Cliniques Universitaires St-Luc, Woluwe-Saint-Lambert, Belgium.

Extended Aortic endocarditis to the Tricuspid Valve:
The Trans-aortic approach
Patient Demographics:
A 25 year old male patient with no significant medical history is admitted for persistent fever for over 2 months, along with severe dyspnoea and no chest pains.
Relevant History:
Echocardiography showed complete destruction of the aortic valve as well as a 20mm flail peri-aortic abscess on the septal side, extending to the right cavities, along with severe aortic insufficiency (AI), regurgitant volume (RV) at 66mL and ERO at 50 mm2. Prolapse of both cusps of the bicuspid aortic valve was also present and several abscesses of the aortic wall are detected.
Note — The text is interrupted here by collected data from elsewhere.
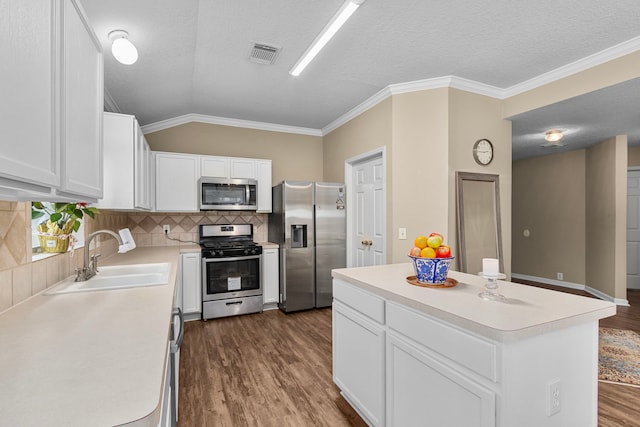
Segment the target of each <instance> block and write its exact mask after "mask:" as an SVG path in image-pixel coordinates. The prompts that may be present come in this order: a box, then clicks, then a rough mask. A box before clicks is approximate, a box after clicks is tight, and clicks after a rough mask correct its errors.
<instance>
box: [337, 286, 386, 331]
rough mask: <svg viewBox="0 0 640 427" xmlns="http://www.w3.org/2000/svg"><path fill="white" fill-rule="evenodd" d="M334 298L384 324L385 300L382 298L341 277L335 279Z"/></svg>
mask: <svg viewBox="0 0 640 427" xmlns="http://www.w3.org/2000/svg"><path fill="white" fill-rule="evenodd" d="M333 298H334V299H337V300H338V301H340V302H342V303H343V304H346V305H348V306H349V307H351V308H353V309H354V310H356V311H358V312H360V313H362V314H364V315H365V316H367V317H368V318H370V319H372V320H375V321H376V322H378V323H380V324H384V300H383V299H382V298H380V297H377V296H375V295H373V294H370V293H369V292H367V291H363V290H362V289H359V288H358V287H356V286H353V285H351V284H349V283H346V282H343V281H342V280H339V279H334V280H333Z"/></svg>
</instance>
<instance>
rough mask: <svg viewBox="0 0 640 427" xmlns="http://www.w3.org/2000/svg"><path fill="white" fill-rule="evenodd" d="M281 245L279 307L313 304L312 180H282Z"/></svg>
mask: <svg viewBox="0 0 640 427" xmlns="http://www.w3.org/2000/svg"><path fill="white" fill-rule="evenodd" d="M283 185H284V188H283V194H282V198H283V215H284V248H283V250H282V256H283V258H284V259H283V261H284V262H283V263H282V265H283V268H284V271H283V274H282V277H281V282H280V287H281V289H280V294H281V300H280V309H281V310H282V311H284V312H287V313H288V312H292V311H299V310H307V309H310V308H313V307H314V302H315V301H314V289H315V284H314V274H313V272H314V269H313V261H314V232H313V183H311V182H291V181H285V182H284V183H283Z"/></svg>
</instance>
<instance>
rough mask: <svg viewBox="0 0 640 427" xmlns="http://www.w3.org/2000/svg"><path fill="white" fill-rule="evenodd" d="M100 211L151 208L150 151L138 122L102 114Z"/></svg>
mask: <svg viewBox="0 0 640 427" xmlns="http://www.w3.org/2000/svg"><path fill="white" fill-rule="evenodd" d="M103 136H104V197H103V198H102V200H100V201H98V204H97V206H98V207H101V208H104V209H119V210H134V209H142V210H150V209H151V151H150V150H149V144H147V140H146V139H145V138H144V134H143V133H142V130H141V129H140V126H139V124H138V121H137V120H136V118H135V117H134V116H130V115H127V114H115V113H104V133H103Z"/></svg>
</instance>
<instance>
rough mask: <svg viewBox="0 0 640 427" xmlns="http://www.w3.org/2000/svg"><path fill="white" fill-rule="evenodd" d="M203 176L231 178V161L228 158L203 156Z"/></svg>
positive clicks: (202, 157) (201, 165) (202, 172)
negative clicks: (230, 172) (230, 164)
mask: <svg viewBox="0 0 640 427" xmlns="http://www.w3.org/2000/svg"><path fill="white" fill-rule="evenodd" d="M200 162H201V163H200V169H201V170H200V173H201V174H202V176H210V177H214V178H229V159H228V158H226V157H214V156H203V157H202V158H201V160H200Z"/></svg>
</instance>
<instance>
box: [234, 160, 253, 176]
mask: <svg viewBox="0 0 640 427" xmlns="http://www.w3.org/2000/svg"><path fill="white" fill-rule="evenodd" d="M229 178H231V179H235V178H248V179H256V161H255V160H253V159H234V158H231V159H230V160H229Z"/></svg>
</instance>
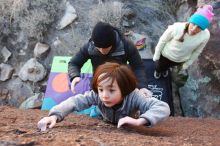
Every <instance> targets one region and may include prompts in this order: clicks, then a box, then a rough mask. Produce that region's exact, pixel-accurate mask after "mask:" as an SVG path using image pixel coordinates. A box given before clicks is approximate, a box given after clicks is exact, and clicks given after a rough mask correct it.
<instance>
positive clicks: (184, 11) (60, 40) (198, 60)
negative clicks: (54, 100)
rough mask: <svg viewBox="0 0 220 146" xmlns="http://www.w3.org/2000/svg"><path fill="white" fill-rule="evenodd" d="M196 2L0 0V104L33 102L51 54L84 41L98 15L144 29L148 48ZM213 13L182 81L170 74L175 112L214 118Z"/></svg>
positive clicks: (45, 84)
mask: <svg viewBox="0 0 220 146" xmlns="http://www.w3.org/2000/svg"><path fill="white" fill-rule="evenodd" d="M198 3H199V4H201V3H214V2H210V1H209V2H207V1H199V2H198ZM196 5H197V2H195V1H193V0H188V1H185V0H168V1H163V0H135V1H132V2H131V1H125V0H121V1H117V2H110V3H109V2H105V1H102V0H91V1H88V0H81V1H75V0H69V1H64V0H61V1H58V0H53V1H50V0H35V1H28V0H22V1H16V0H7V1H4V2H0V6H1V7H0V15H1V17H0V27H1V29H0V34H1V35H0V105H5V104H7V105H12V106H16V107H19V106H20V105H21V104H22V103H23V102H24V101H27V99H28V101H32V102H34V103H36V104H32V105H33V107H39V106H40V102H41V98H42V97H43V93H44V92H45V87H46V84H47V75H48V73H49V71H50V68H51V62H52V58H53V56H59V55H65V56H72V55H74V54H75V52H76V51H77V50H79V48H80V47H81V46H82V45H83V44H84V43H85V42H87V41H88V39H89V37H90V35H91V30H92V27H93V25H94V24H95V23H96V22H97V21H98V20H100V19H102V20H105V21H107V22H109V23H111V24H113V25H115V26H118V27H119V28H120V29H121V30H122V31H123V32H126V31H128V30H133V31H134V32H136V33H140V34H145V35H146V36H147V38H148V40H147V41H148V45H149V46H150V47H149V48H151V50H152V51H153V50H154V47H155V45H156V43H157V41H158V39H159V37H160V35H161V34H162V33H163V31H164V30H165V29H166V27H167V26H168V25H169V24H172V23H173V22H175V21H186V20H187V18H188V17H189V15H190V14H191V13H192V11H193V8H195V6H196ZM217 5H218V4H217ZM217 5H216V7H217ZM116 10H117V11H116ZM215 13H216V17H215V20H214V23H213V25H212V26H211V28H210V31H211V39H210V42H209V43H208V45H207V47H206V48H205V50H204V52H203V53H202V55H201V56H200V57H199V59H198V61H197V62H195V63H194V64H193V65H192V66H191V68H190V69H189V74H188V79H187V82H186V84H185V80H186V77H187V76H184V77H183V78H181V79H177V78H176V79H174V80H175V83H174V84H175V85H176V86H174V87H175V88H176V90H175V91H177V90H178V88H179V82H181V86H182V85H184V86H183V87H182V88H180V94H179V93H174V101H175V107H176V114H177V115H181V114H183V115H185V116H203V117H205V116H213V117H218V118H219V116H218V115H219V113H220V107H219V102H220V97H219V95H220V94H219V92H220V90H219V89H220V88H219V86H218V83H219V80H220V71H219V61H218V56H219V55H218V49H219V47H218V46H219V42H220V41H219V25H220V22H219V21H220V20H219V15H218V14H219V9H217V8H216V9H215ZM174 77H175V76H174ZM182 79H184V81H183V80H182ZM179 95H180V96H179ZM30 98H33V100H30ZM180 103H181V104H180ZM23 105H24V104H23Z"/></svg>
The pre-operative workup is completed with abdominal as well as brain CAT-Scan, which showed no extra-cardiac vegetations.
Pre-Operative Plan:
Given the presence of paravalvular abscess with severe AI, surgery was necessary. The challenge raised however was the possibility of repairing the valve, considering reconstructing the LVOT, and radical resection of the septum on both sides. Homograft and pericardial patch were provided.
Discussion:
Based on the diagnosis, urgent surgery was performed through a median sternotomy and bicaval cardiopulmonary bypass. Upon aortotomy, infectious damage was assessed showing total destruction of the valve and the septal membrane(a). To avoid contamination and debris embolism, an "en bloc" external dissection was performed allowing us a radical excision undertaking all infected tissue, including the membranous septum and disinsertion of the antero-septal commissure of the tricuspid valve(b). The commissure is then repaired with a 4/0 prolene stitch(c), and the left-right septum is closed using pericardial bovine patch(d). The aortic homograft is used to reconstruct the LVOT. Perioperative TEE showed a competent aortic valve with discrete AI. The patient had a normal post-operative course, except for a permanent pacemaker implantation due to AV block, and antibiotics were maintained for a 6-week period before he was discharged. Follow-up at 28 months was satisfactory, where the patient was asymptomatic and TTE showed discrete AI, no TR, and normal LV function.